Júlio Camargo foi apontado pelo doleiro Alberto Youssef como o contato da empresa para participação no esquema. Três empresas em nome de Camargo - Treviso, Piemonte e Auguri - fizeram depósitos em contas de empresas de fachada usadas pelo doleiro. Depositaram ao menos R$ 16,6 milhões entre 2009 e 2013. Elas teriam sido usadas para esquentar dinheiro - ou seja, justificar valores que Youssef aplicava em negócios dos setores imobiliário e hoteleiro. Para isso, eram utilizados contratos de mútuo, uma modalidade de empréstimo entre empresas no qual não é cobrado juro, e a contrapartida é apenas o pagamento em determinada data.

Pelo menos três desses contratos de mútuo foram apreendidos no escritório da contadora de Youssef, Meire Poza. Dois deles, da Auguri e da Piemonte, somaram R$ 1,58 milhão. Um terceiro, no valor de R$ 1,85 milhão, foi feito pela Treviso. Anotações no livro da contadora mostram que os valores podem ser bem maiores, pois são atribuídos contratos de mútuo de R$ 4,4 milhões apenas à Treviso.

Camargo foi o primeiro executivo a aderir ao acordo de delação premiada oferecido pelo MPF, que pretende também atrair a participação de mais empresas. Por enquanto, as colaborações das pessoas jurídicas têm sido informais.

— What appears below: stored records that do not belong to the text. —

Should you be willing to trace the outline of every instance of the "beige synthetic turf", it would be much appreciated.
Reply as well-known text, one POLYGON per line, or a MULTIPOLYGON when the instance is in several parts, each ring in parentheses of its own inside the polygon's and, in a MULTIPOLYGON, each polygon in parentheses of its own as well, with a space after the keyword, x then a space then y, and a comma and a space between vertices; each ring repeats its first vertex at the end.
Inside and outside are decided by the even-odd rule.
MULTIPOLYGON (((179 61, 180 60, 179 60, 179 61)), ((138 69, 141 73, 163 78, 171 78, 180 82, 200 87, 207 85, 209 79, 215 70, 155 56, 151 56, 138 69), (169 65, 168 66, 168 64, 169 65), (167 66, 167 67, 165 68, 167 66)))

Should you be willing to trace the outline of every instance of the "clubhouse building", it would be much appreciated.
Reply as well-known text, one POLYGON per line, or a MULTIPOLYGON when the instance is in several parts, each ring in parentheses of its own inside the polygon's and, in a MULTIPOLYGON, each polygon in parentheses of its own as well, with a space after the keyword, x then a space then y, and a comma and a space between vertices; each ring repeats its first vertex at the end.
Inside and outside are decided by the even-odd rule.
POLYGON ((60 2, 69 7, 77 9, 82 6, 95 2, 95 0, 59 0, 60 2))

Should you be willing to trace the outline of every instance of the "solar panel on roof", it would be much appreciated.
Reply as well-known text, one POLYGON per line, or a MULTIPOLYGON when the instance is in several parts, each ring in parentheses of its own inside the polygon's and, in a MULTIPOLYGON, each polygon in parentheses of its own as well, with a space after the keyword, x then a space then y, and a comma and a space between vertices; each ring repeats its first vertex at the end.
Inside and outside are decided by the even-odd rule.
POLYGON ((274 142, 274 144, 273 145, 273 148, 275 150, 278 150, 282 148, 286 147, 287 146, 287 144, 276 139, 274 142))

Outro executivo ligado ao grupo Toyo Setal, Augusto Ribeiro de Mendonça Neto, fez depósitos em contas de empresas ligadas ao doleiro por meio da Tipuana Participações, que pertencia à PEM Engenharia. Os depósitos da Tipuana somam R$ 7,3 milhões. A PEM Engenharia chegou a ser contratada para atuar na construção da plataforma P51 e é uma das empresas que deram origem à Toyo Setal.

Youssef disse à Justiça Federal de Curitiba que duas das empresas que pagavam propinas a políticos fizeram depósitos em contas fora do Brasil. Uma delas é a Toyo Setal.

A Toyo Setal e as empresas de Camargo também foram doadoras legais de campanhas políticas. Segundo o Tribunal Superior Eleitoral, na campanha deste ano a Toyo Setal doou R$ 2 milhões para o comitê do PR e R$ 150 mil para três candidatos a deputado federal pelo PT - Benedita da Silva (RJ), Henrique Fontana Junior (RS) e Luiz Sérgio (RJ).

O Ministério Público Federal espera que as empresas contribuam com as investigações. O objetivo é assinar um Termo de Ajustamento de Conduta, no qual as companhias que colaborarem tenham as penalidades reduzidas e, em contrapartida, comprometam-se a adotar medidas de governança corporativa, com regras que punam funcionários que se envolvam em corrupção nos negócios com o setor público. Procurada, a Toyo Setal não se manifestou.